The Pestalozzi-Fröbel-Haus was founded in 1882. It was one of the first institutions in Germany that started to train early childhood teachers, as well as one of the first where women could get professional training in Berlin. It believed in teaching children as individuals.

==History==
The institution was established in 1882 by Henriette Schrader-Breymann. However, it was named after Friedrich Fröbel and another pedagogue, Johann Pestalozzi. Henriette Schrader-Breymann emphasized "learning by doing", the kindergarten value of play, using nature as a theme and normal domestic tasks. The first Swedish kindergarten teachers were trained by Schrader-Breymann at the Pestalozzi-Fröbel Haus, as was Mary Lyschinska.

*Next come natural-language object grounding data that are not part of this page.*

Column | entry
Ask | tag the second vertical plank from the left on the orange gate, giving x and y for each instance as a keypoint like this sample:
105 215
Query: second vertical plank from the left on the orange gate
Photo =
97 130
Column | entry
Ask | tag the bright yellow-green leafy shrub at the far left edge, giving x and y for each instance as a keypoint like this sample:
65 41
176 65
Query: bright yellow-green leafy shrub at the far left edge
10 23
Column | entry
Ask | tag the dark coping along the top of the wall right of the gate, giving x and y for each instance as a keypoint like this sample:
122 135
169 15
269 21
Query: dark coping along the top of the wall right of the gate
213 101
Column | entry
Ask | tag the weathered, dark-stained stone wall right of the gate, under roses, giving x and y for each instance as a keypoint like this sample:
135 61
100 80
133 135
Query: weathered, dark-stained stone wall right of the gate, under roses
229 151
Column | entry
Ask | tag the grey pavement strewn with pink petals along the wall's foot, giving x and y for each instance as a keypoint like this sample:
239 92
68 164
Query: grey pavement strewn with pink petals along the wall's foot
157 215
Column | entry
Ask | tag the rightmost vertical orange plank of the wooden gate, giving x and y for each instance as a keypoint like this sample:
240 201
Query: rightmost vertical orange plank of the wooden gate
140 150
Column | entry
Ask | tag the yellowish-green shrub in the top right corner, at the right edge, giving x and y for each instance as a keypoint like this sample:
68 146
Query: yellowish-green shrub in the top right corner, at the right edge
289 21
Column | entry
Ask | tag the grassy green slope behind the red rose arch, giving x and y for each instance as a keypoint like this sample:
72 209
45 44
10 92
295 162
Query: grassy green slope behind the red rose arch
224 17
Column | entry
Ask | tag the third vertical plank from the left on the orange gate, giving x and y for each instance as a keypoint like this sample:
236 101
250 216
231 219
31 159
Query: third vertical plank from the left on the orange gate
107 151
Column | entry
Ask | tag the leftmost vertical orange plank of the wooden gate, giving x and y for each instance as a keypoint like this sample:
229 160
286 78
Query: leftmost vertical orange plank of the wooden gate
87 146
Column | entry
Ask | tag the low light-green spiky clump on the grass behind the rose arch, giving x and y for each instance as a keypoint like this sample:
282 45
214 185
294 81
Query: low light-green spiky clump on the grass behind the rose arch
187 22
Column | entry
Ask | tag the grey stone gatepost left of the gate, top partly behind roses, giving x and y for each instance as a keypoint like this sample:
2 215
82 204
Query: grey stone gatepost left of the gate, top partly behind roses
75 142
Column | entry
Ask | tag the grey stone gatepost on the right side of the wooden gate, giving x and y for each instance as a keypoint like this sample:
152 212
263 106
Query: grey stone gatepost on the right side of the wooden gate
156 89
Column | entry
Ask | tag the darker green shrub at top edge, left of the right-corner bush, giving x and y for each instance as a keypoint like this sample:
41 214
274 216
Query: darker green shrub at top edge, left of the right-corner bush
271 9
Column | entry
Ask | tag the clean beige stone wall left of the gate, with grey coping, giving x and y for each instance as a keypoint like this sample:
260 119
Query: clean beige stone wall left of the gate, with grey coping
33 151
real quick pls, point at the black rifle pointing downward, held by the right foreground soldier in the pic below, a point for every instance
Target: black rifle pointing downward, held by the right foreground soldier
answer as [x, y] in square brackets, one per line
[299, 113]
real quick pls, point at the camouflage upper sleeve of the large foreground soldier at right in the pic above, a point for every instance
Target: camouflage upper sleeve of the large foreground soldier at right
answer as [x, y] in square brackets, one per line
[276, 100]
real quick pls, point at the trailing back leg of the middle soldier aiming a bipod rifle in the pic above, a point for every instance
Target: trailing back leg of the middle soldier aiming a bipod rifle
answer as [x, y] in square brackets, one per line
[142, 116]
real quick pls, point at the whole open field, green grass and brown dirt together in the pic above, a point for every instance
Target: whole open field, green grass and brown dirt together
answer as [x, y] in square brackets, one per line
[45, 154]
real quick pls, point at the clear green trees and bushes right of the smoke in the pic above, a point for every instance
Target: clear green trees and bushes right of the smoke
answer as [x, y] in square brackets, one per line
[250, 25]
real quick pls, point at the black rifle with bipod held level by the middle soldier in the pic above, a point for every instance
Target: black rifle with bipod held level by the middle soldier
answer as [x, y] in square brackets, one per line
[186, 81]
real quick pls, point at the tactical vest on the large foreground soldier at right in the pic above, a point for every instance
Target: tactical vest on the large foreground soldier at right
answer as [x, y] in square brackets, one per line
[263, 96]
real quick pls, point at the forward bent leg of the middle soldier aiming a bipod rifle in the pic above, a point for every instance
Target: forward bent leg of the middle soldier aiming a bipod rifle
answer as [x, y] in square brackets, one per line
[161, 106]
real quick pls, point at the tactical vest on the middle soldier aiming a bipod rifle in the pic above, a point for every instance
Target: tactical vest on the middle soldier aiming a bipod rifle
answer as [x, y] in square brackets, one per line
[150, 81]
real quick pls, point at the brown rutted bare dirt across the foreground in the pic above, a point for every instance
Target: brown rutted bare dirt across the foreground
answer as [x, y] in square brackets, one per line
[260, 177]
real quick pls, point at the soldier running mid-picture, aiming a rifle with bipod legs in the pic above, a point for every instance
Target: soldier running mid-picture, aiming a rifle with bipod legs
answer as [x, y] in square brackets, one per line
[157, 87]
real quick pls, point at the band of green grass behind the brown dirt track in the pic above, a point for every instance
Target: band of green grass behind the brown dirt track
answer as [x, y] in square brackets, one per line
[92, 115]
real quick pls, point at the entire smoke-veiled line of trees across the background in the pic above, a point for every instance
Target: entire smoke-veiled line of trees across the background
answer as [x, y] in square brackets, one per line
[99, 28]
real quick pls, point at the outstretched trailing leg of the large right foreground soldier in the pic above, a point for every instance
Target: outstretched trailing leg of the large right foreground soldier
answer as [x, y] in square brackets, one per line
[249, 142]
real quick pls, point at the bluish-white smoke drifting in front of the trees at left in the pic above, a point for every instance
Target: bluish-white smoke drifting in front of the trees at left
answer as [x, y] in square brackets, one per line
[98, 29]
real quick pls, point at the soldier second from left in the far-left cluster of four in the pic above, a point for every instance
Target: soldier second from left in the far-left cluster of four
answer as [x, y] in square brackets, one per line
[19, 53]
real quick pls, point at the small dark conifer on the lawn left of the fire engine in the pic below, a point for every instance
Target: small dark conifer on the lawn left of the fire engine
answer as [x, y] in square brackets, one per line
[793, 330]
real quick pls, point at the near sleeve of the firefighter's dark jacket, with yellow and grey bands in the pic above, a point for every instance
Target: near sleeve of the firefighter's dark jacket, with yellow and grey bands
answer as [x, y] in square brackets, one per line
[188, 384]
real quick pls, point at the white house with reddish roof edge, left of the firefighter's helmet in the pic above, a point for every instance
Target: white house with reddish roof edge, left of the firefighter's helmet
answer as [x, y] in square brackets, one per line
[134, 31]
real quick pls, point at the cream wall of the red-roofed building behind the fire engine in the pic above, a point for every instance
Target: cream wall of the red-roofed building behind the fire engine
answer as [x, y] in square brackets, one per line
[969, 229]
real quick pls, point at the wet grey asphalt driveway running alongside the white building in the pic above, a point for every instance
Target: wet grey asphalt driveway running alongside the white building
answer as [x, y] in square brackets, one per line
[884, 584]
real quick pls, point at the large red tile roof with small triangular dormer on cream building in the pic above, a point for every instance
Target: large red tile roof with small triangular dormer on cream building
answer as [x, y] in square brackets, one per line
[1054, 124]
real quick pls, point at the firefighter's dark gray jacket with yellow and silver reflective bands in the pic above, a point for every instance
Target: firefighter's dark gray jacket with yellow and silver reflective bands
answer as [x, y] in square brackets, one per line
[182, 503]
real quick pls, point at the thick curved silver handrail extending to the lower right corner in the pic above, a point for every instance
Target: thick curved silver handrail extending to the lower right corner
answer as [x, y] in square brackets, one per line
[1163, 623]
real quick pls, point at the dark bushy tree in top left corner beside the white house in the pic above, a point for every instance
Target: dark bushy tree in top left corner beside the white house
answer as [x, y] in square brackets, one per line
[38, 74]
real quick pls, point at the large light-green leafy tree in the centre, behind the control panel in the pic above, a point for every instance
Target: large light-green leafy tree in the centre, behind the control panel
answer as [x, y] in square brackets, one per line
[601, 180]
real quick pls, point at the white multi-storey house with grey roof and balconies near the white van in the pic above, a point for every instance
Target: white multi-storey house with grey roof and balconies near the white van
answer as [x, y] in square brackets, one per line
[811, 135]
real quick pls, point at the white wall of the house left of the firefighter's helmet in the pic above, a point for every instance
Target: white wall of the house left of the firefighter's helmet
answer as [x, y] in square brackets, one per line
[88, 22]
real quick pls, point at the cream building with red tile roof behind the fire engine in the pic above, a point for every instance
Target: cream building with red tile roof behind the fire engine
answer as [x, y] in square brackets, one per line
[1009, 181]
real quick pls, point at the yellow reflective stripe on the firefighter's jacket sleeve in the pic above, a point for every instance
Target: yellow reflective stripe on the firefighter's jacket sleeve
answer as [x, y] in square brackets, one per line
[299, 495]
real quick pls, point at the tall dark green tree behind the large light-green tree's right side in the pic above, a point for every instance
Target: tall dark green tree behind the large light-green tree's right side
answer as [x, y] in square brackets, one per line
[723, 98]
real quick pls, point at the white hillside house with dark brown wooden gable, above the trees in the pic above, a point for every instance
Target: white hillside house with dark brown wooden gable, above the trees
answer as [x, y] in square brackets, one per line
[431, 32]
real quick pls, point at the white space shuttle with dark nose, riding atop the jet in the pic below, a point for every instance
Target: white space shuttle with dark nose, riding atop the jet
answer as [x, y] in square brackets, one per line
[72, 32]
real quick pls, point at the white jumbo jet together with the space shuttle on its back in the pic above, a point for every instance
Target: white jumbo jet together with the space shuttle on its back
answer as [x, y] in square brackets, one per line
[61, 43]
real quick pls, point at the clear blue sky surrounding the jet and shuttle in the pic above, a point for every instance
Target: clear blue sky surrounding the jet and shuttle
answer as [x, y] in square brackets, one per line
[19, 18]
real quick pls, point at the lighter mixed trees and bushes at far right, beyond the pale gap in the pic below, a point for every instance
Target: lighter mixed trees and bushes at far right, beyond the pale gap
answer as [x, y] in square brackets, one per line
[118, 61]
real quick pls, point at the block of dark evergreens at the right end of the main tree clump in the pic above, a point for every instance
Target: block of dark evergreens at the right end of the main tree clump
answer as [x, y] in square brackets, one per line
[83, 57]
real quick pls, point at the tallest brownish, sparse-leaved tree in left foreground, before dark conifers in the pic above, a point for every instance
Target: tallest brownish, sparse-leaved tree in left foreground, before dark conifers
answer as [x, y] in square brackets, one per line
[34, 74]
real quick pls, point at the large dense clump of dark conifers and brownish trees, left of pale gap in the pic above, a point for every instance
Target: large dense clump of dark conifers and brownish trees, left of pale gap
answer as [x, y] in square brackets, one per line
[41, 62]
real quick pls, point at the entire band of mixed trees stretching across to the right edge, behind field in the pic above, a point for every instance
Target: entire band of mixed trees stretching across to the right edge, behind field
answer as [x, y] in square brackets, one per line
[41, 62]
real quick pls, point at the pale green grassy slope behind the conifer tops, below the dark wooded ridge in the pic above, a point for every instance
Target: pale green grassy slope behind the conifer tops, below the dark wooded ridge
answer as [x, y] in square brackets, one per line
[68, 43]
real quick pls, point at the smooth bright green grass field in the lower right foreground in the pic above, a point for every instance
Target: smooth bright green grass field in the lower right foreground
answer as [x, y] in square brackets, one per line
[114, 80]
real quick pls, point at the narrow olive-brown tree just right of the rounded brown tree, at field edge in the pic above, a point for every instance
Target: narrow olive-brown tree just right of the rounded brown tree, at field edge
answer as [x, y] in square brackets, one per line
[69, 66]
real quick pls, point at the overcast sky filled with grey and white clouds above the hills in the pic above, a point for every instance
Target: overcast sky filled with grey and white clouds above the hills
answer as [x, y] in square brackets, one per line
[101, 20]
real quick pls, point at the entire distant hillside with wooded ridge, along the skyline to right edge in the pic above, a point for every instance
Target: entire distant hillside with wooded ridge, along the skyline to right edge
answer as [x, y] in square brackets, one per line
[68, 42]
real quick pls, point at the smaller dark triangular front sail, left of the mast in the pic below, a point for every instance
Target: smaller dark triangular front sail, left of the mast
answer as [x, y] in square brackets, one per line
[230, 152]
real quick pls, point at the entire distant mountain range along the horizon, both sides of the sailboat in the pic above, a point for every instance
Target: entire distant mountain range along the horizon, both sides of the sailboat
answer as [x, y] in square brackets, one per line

Its influence in America began in 1880 when the American Journal of Education included a complimentary report. However, the German ideas complemented the growing influence of American approaches suggested by G. Stanley Hall and Kate Douglas Wiggin. Elizabeth Harrison of Chicago travelled to Berlin in 1889 to find out about the ideas she had seen practised by a German teacher. She used this trip to transform her nursery into the Chicago Kindergarten Training College.

The institution's influence spread to the United Kingdom when Caroline Bishop and Julia Lloyd both trained here. Lloyd was intermittently there from 1888 to 1896.

==Today==
Today the organisation continues to train nursery school teachers.